Greek Language Resources
2026-01-10, updated 2026-01-11
I’ve been learning Modern Greek for the past few years. These are some good resources I’ve found. There isn’t as much out there about Greek as some other languages, so hopefully this page can be useful to other learners!
Dictionaries
English-Greek
The two best English-Greek dictionaries at the moment seem to be English Wiktionary and WordReference. WordReference is more complete, with more subtle senses and colloquial words. Wiktionary has gaps, and occasional mistakes, but the main reason I use it more is because of motî.
Greek-Greek
The Triantafyllidis Dictionary is the best online Greek dictionary I’ve found, and is my backup if WordReference fails.
The Babiniotis Dictionary (pdf, 43MB) is also good, available as a PDF, but harder to search online.
Translation Tools
DeepL is good for Greek, and often does better than Google Translate.
LLMs are obviously also pretty good now too, though even recently they sometimes surface ‘odd’ words instead of more idiomatic ones (possibly biases in the limited Greek training corpora?).
Books
It’s helpful to have a compact grammar reference. The best ones I have found are the Grammar Notes series by Maria Poulopoulou.

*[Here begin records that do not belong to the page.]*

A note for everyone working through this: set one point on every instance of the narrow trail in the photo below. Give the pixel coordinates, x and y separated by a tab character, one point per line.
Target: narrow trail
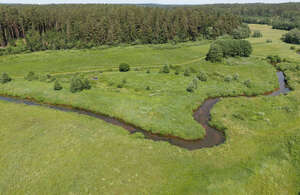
213	136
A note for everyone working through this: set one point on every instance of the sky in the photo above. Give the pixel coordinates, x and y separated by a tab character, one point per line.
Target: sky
144	1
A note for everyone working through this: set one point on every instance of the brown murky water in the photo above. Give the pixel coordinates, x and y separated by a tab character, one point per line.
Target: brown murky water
212	138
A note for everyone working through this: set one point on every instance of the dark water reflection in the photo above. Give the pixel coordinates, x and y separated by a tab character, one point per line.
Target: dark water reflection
201	115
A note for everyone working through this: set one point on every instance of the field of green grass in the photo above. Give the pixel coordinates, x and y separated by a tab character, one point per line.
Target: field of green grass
46	151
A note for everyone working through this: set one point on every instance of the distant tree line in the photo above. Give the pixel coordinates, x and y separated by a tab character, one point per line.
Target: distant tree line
84	26
285	16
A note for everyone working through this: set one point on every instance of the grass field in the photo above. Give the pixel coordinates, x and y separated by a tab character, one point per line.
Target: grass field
46	151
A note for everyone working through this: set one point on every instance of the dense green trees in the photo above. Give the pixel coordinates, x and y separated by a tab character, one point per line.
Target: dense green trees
85	26
285	16
228	48
241	32
4	78
292	37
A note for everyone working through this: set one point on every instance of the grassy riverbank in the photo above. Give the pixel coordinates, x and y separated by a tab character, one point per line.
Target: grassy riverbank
44	151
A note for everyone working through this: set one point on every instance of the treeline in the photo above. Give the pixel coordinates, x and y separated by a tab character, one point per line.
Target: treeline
285	16
84	26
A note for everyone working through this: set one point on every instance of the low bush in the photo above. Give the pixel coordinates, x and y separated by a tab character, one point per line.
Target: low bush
187	72
165	69
292	36
248	83
228	78
257	34
236	76
31	76
4	78
123	67
228	48
192	86
275	59
78	84
57	86
202	76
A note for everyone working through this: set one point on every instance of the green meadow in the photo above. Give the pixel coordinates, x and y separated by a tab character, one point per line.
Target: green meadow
47	151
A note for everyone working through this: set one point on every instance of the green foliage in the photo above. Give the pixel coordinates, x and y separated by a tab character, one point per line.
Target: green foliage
228	78
57	86
242	32
274	59
292	37
215	53
123	67
165	69
257	34
202	76
187	72
248	83
228	48
5	78
236	76
77	84
269	41
31	76
192	86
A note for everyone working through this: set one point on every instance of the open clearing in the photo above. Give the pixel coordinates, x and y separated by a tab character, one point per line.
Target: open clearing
47	151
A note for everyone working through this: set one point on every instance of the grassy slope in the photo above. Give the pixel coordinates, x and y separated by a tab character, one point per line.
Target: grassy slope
78	60
53	152
167	107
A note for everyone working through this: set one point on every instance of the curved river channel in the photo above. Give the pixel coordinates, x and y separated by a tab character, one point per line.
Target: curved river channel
212	138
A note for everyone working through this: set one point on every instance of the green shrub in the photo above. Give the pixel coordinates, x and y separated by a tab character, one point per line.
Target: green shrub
31	76
292	36
165	69
202	76
187	72
192	86
57	86
86	84
123	67
242	32
275	59
228	48
257	34
120	85
215	53
269	41
236	76
76	85
4	78
228	78
248	83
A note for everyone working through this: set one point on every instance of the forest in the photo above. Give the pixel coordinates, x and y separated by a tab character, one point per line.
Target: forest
85	26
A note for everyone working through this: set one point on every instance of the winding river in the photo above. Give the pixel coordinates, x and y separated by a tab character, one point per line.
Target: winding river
213	136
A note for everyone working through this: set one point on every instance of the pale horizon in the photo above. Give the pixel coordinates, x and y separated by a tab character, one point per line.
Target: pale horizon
162	2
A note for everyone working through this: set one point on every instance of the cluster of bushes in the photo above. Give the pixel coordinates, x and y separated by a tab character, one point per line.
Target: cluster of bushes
284	25
228	48
242	32
274	59
257	34
78	84
123	67
193	85
4	78
292	37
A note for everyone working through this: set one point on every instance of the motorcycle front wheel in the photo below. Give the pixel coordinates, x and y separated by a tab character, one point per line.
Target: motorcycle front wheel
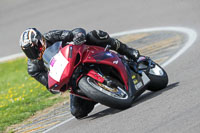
114	97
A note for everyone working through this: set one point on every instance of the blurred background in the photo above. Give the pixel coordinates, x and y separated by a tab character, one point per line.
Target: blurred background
108	15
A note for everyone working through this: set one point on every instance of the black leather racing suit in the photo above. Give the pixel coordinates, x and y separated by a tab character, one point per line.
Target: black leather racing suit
79	107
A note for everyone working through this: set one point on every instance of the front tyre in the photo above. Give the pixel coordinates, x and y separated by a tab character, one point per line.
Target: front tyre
158	77
116	97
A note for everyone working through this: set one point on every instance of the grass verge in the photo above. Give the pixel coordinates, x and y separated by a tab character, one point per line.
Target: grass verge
20	95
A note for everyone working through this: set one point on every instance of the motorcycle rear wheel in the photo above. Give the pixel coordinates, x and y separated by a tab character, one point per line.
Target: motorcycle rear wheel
158	77
113	97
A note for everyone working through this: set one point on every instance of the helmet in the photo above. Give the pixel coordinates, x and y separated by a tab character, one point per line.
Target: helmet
32	43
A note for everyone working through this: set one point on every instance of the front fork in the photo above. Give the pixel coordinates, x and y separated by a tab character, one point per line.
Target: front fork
137	81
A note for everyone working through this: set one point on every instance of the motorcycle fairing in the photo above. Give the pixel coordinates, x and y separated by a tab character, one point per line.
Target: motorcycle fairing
97	55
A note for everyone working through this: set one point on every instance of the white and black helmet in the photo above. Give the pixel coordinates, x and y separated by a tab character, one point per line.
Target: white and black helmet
32	43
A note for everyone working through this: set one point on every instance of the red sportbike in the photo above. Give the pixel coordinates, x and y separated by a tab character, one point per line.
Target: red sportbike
101	75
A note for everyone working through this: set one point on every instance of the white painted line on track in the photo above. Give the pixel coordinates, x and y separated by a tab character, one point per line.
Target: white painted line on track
192	35
11	57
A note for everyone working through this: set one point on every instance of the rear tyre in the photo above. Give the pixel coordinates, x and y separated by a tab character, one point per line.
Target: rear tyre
158	77
116	97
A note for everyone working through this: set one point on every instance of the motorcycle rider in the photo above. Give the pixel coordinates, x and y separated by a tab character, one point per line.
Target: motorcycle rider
33	44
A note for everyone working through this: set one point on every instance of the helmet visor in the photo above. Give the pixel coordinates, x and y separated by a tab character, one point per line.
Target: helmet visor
31	51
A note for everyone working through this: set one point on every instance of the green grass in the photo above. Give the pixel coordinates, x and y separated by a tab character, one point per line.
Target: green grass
20	95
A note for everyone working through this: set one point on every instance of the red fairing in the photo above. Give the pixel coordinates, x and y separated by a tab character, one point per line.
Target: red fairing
88	54
95	76
69	52
97	55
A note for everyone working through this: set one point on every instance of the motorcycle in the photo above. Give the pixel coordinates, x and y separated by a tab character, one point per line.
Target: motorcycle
99	74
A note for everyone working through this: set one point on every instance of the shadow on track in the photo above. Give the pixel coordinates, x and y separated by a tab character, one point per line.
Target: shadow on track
142	98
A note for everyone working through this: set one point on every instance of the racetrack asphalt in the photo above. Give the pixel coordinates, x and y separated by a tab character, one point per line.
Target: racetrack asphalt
175	109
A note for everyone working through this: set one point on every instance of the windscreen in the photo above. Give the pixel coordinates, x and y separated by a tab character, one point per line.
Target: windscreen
51	52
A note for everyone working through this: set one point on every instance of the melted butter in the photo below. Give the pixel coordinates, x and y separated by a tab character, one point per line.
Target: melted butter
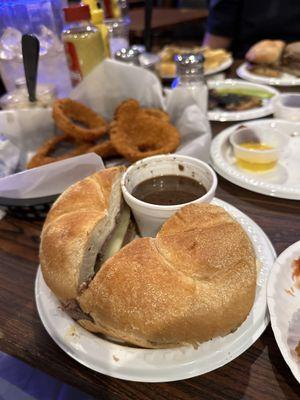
252	165
256	146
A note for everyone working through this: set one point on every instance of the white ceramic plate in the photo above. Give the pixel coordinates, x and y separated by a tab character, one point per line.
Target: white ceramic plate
284	80
284	306
130	363
258	112
282	182
222	67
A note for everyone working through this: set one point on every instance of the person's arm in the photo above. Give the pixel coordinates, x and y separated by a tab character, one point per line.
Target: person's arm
222	22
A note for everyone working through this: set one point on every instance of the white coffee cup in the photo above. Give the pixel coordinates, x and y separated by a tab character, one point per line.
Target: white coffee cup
150	217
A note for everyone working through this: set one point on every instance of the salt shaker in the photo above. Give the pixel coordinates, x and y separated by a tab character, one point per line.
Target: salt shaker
129	56
190	76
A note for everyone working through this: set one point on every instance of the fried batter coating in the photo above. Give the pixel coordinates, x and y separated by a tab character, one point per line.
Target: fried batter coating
78	121
136	134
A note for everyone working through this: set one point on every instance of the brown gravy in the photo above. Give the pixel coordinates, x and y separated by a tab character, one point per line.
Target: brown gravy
169	190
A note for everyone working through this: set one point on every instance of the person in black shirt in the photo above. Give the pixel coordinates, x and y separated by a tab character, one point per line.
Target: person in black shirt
238	24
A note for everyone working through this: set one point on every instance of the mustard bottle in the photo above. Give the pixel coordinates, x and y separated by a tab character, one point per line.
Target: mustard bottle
98	21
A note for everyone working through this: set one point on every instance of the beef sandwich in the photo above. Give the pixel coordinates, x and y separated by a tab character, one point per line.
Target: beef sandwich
196	280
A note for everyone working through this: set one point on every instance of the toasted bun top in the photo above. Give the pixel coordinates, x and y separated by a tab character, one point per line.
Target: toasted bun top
74	231
194	281
266	52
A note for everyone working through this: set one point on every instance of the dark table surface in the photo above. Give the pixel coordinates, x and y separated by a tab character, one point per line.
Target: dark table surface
259	373
164	18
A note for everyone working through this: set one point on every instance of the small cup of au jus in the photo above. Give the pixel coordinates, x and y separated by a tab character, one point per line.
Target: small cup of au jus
156	187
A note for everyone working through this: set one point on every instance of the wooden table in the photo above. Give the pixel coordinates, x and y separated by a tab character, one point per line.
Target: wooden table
164	18
260	373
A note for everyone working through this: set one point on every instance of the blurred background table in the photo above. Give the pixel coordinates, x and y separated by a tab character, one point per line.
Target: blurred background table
165	18
258	374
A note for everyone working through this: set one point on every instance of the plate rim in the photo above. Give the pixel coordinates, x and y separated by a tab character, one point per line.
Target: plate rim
222	67
243	73
216	144
271	306
258	327
228	116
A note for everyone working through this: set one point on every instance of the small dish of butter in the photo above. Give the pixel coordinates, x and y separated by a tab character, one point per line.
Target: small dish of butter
257	151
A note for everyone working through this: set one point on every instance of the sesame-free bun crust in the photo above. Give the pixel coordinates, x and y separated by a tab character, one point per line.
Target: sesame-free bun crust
76	227
196	280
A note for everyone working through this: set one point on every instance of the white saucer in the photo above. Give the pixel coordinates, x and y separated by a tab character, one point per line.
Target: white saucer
283	181
135	364
284	307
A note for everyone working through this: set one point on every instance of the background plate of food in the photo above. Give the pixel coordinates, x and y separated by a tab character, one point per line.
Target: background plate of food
278	177
284	79
283	295
215	60
119	360
272	62
236	100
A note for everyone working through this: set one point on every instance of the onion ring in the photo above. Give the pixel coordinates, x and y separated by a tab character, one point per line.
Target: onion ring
42	156
136	135
78	121
156	113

The two books are freely available as PDFs:
- Modern Greek: Grammar Notes for Absolute Beginners
- Modern Greek: Grammar Notes for Intermediate Learners
The content is clear, humorous, and has lots of useful vocabulary and cultural excursions. They’re useful as a reference, but are also worth reading cover-to-cover for the commentary, examples and anecdotes.
Hilary Koll has a Learn Greek Doodle-Bonds book series and Facebook group, focusing on the meanings of etymological prefixes and stems. Greek words are often very etymologically transparent, and knowing the parts is useful for guessing the meanings of words, forming compound words, and helping with memorisation. The books are available to buy as PDFs, and there is a discount for the bundle. Learning these early-on with Anki made a massive difference!
Podcasts
The Hellenic American Union have a Greek learning podcast series produced in the early 2000s. It’s an old-school ‘situational dialogues’ show, with a narrator, and lots of pauses and repetition. It’s the most accessible / entry-level podcast I’ve find. The mp3s and PDF transcripts have gone missing from their website but can be found on the Wayback Machine. I’ve also combined them into a single archive (zip, 350MB) .
The Easy Greek podcast is good and plentiful, but the level is not that easy. At the very beginning I had more luck with Super Easy Greek for beginners.
Language Transfer was one I came across, but didn’t use so much—it assumes a very basic level (starting mostly in English) and is quite slow-going.
Also see my notes on smart podcast apps.
Video / TV
The Easy Greek YouTube channel is entertaining and is often interview-based, which exposes you to lots of difference voices and accents. It has Greek and English subtitles overlaid in the videos. My biggest complaint is that the English subtitles are so near the Greek ones that it is hard to not subconsciously read them!
Difficult Greek is a very funny channel with a more technical/etymological bent. Yorgos, the creator, combines a great sense of humour with a great knowledge of grammar. There’s a lot of other content on their website that I haven’t fully explored yet, including their own list of English-subtitled Greek-language YouTube channels: https://www.difficultgreek.com/greek-youtubechannels.
Glossonauts have some engaging, accessible videos about everyday life in Greece with English and Greek subtitles, similar to Easy Greek.
Akis Petretzikis is a Greek celebrity chef with lots of cooking and food-travel (Akis’ Food Tour) videos on his YouTube channels: one with Greek subtitles and another (subset) with English subtitles.
ERTFLIX is the online platform of ERT, the Greek national broadcaster. It’s free and accessible globally. There are lots of Greek-language documentaries with Greek subtitles.
Misc
https://moderngreekverbs.com/home.html is a very thorough conjugation website.
Other Lists of Resources
https://ikindalikelanguages.com/blog/herere-the-resources-to-learn-modern-greek/ mentions some good stuff, though the page dates from 2010 and many of the links have rotted.
There are also lots of posts on r/GREEK.